A blind SQL injection vulnerability (CVE-2023-51448) in Cacti, a widely-used network monitoring, performance and fault management framework, could lead to information disclosure and potentially remote code execution.
Cacti is often used in network operation centers of telecoms and web hosting providers, to collect network performance data and store it in RRDtool, a logging and graphing database and system that, through a web interface, creates graphical representations of the collected data.
About CVE-2023-51448
CVE-2023-51448 is a vulnerability within Cacti’s SNMP Notification Receivers feature that could allow a threat actor to disclose all Cacti database contents or, depending on the database configuration, even trigger remote code execution (RCE).
“An authenticated attacker with the ‘Settings/Utilities’ permission can send a crafted HTTP GET request to the endpoint ‘/cacti/managers.php’ with an SQLi payload in the ‘selected_graphs_array’ HTTP GET parameter,” Cacti noted in the security advisory.
The Cacti maintainers have outlined a possible attack and say that a PoC script for testing it is available “upon request”.

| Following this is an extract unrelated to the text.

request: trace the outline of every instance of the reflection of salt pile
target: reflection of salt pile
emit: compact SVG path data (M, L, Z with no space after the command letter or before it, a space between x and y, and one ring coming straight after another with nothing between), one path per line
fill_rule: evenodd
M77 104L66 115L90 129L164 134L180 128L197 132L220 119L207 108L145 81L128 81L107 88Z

The vulnerability, which affects versions 1.2.25, was discovered by Synopsys researcher Matthew Hogg and has been fixed by the maintainers in late December 2023.
Cacti servers in the crosshairs
A year ago, internet-exposed Cacti servers were targeted by attackers wielding an exploit for CVE-2022-46169, a critical command injection flaw that could be exploited remotely by unauthenticated users.
To exploit CVE-2023-51448, though, they must have access to an account with specific permissions or leverage another vulnerability to bypass the authentication requirement.
There is currently no indication that the vulnerability is being exploited in the wild. Cacti users are advised to upgrade to version 1.2.26, which fixed this and other vulnerabilities.